Évidemment, on ne peut pas tout traduire. Qui songerait à traduire spaghetti, whisky et bien d’autres mots? Néanmoins, les arguments de mes contradicteurs pour justifier certains anglicismes inutiles et facilement traduisibles sont souvent spécieux.
Certains anglicismes européens surprennent les Québécois parce qu’ils n’en comprennent pas l’utilité, d’autant plus qu’ils ont délogé des expressions parfaitement françaises. De plus, ces anglicismes ne décrivent pas une réalité spécifique anglo-saxonne, qui pourrait justifier leur emploi.
Quelques exemples rapides.
Docker : c’est un débardeur, les dictionnaires sont clairs à ce sujet. Comment se fait-il que le mot français soit vieilli? Mystère. Et pourquoi l’avoir remplacé par docker ?
Follower : se dit couramment abonné partout au Canada. Il a engendré des monstruosités comme unfollower (verbe). « Hugo m’a unfollow. » (sic)

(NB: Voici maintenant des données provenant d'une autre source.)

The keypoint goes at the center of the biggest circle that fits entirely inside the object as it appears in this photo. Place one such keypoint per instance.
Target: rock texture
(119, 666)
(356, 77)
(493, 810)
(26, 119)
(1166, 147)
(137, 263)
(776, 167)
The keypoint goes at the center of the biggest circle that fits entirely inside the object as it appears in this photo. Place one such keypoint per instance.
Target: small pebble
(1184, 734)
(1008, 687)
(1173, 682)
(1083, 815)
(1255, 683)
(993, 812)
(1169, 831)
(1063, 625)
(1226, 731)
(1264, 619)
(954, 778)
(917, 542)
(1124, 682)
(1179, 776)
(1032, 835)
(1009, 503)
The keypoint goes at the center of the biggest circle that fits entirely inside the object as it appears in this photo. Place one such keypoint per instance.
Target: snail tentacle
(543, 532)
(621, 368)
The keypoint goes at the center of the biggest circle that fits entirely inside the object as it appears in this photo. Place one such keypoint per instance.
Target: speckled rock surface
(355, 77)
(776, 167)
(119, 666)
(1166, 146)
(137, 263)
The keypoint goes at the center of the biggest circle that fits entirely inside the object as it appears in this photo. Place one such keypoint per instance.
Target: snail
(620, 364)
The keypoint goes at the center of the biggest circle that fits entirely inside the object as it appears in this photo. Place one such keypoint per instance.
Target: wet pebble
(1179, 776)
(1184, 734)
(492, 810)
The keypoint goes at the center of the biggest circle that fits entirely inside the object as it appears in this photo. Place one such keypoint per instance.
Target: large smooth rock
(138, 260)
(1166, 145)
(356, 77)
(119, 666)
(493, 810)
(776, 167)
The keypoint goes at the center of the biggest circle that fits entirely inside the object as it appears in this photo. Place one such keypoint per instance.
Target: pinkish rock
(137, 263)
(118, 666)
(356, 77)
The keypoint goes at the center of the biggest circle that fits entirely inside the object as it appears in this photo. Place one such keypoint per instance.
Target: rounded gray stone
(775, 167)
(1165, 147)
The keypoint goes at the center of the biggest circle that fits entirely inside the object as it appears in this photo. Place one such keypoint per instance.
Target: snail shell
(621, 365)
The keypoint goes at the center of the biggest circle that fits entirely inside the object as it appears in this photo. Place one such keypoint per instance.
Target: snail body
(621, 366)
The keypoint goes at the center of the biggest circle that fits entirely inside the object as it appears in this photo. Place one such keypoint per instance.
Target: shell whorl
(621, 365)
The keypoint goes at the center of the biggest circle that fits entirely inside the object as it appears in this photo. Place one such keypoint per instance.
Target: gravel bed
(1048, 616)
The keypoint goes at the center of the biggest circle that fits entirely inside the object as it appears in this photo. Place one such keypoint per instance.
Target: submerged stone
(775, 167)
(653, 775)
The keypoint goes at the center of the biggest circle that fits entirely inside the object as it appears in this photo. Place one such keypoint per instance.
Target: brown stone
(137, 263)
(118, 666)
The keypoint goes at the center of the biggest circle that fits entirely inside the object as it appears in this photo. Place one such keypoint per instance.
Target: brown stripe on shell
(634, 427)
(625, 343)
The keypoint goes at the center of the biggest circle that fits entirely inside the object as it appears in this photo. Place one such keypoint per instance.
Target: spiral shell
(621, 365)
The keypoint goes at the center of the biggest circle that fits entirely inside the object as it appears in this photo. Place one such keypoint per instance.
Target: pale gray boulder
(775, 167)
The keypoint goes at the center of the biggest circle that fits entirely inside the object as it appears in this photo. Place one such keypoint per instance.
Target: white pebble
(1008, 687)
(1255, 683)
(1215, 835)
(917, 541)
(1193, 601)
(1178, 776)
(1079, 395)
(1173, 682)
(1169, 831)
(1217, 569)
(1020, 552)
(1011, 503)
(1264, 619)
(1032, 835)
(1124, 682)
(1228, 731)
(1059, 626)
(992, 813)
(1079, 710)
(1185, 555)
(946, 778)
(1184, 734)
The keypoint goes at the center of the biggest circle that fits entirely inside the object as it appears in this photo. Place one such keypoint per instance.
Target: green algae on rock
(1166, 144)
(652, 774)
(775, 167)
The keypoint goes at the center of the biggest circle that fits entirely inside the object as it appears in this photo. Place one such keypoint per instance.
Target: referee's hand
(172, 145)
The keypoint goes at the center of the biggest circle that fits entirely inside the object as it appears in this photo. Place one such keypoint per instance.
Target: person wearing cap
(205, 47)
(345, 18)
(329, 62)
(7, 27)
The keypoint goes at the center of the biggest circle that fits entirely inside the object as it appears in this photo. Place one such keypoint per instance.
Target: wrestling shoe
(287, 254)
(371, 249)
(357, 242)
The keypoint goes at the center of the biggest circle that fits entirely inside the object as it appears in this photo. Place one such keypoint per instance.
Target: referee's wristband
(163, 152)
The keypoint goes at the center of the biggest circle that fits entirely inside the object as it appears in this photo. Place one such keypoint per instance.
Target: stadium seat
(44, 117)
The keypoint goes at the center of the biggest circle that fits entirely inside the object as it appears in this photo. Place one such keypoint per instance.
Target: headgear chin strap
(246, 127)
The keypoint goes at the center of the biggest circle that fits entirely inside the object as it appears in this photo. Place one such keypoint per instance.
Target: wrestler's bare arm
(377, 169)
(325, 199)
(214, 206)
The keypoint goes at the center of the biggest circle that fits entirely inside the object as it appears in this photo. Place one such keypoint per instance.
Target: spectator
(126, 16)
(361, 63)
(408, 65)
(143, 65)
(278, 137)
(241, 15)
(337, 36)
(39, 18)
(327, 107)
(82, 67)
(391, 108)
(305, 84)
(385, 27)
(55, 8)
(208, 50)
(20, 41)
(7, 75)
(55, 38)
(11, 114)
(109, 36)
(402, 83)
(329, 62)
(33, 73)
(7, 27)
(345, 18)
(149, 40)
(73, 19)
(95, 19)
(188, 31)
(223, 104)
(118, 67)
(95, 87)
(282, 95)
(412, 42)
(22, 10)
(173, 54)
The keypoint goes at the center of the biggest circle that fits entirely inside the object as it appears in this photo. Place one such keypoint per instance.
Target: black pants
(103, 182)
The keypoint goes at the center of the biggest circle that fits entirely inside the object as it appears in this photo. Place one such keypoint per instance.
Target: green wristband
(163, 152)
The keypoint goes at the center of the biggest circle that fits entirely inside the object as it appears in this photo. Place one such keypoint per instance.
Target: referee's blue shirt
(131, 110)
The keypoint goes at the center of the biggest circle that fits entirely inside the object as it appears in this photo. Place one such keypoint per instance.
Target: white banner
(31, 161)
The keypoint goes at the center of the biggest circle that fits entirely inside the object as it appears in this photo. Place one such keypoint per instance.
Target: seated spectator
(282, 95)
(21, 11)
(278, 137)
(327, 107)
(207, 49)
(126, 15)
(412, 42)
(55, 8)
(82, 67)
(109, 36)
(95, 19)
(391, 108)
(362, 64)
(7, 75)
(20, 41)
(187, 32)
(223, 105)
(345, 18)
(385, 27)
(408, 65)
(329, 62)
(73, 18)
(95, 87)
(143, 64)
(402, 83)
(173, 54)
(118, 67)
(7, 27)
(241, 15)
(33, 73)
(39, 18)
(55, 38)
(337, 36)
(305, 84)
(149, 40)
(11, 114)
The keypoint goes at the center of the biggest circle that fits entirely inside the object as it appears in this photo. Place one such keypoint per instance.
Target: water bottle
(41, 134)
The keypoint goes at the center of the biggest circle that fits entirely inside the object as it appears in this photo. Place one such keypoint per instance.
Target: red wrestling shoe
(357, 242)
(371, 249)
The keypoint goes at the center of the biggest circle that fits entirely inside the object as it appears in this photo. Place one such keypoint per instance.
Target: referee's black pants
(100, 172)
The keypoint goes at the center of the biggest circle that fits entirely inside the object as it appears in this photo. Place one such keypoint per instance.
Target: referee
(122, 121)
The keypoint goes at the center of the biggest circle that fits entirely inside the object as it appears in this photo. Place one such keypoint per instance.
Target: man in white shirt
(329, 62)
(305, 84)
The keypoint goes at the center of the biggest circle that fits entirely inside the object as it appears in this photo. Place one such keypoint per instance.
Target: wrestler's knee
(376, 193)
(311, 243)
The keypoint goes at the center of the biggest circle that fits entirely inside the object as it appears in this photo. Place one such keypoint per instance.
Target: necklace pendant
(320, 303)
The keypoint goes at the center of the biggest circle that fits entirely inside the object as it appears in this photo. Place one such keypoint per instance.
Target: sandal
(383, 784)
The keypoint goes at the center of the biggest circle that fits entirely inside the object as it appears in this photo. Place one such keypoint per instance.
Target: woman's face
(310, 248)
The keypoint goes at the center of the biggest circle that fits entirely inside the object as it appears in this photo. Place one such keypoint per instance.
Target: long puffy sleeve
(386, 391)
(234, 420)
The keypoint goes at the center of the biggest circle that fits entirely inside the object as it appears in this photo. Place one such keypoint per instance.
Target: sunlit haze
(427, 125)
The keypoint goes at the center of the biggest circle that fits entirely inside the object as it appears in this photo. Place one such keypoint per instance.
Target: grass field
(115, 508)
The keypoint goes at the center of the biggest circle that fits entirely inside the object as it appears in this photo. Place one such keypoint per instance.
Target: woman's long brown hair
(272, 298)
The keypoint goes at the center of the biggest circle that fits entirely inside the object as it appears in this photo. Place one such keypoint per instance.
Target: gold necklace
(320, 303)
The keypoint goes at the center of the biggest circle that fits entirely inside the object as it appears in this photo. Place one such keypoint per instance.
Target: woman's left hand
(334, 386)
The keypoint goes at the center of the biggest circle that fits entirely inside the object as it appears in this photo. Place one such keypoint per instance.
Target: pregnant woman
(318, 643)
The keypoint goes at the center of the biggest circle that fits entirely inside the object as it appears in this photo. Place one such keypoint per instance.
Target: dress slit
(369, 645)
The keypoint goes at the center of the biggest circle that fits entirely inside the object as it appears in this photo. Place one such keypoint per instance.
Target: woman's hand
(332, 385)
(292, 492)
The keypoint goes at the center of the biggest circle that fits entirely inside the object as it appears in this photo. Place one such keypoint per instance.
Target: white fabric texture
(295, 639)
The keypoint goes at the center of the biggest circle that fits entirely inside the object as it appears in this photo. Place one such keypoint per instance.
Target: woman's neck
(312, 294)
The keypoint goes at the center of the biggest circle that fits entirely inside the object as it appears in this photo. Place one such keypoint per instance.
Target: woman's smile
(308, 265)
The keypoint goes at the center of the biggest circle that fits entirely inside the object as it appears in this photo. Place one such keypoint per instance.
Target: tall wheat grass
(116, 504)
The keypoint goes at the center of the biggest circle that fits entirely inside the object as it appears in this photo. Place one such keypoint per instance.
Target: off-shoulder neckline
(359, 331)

Sniper : ce n’est rien d’autre qu’un tireur embusqué.
Warnings : les feux d’urgence, vous connaissez?
Sponsor : un commanditaire, un parrain. Telle entreprise parraine telle manifestation.
Listing : les ouvrages recommandent listage. Une liste tout court, ça ne suffit pas? Le fait qu’elle provienne d’un ordinateur justifie vraiment l’anglicisme?
Starting-block : les commentateurs canadiens aux Jeux olympiques ont toujours parlé de blocs de départ. L’énoncer en anglais rend-il les coureurs plus rapides?
« Qui songerait à traduire whisky » ?
Ben, les gens qui veulent combattre la suprématie de l’anglais, par exemple ?
Si « whisky » s’est imposé, c’est parce que certains locuteurs de l’anglais se sont acharnés à faire disparaître la langue gaélique et que l’on perçoit comme authentique quelque chose qui ne l’est pas (l’authenticité est affaire de point de vue).
Pour reprendre le chant lexical de votre discours, cet anglicisme est « inutile » et « facilement traduisible » : le whisky, « ce n’est rien d’autre » que de l’eau de vie (uisge-beatha).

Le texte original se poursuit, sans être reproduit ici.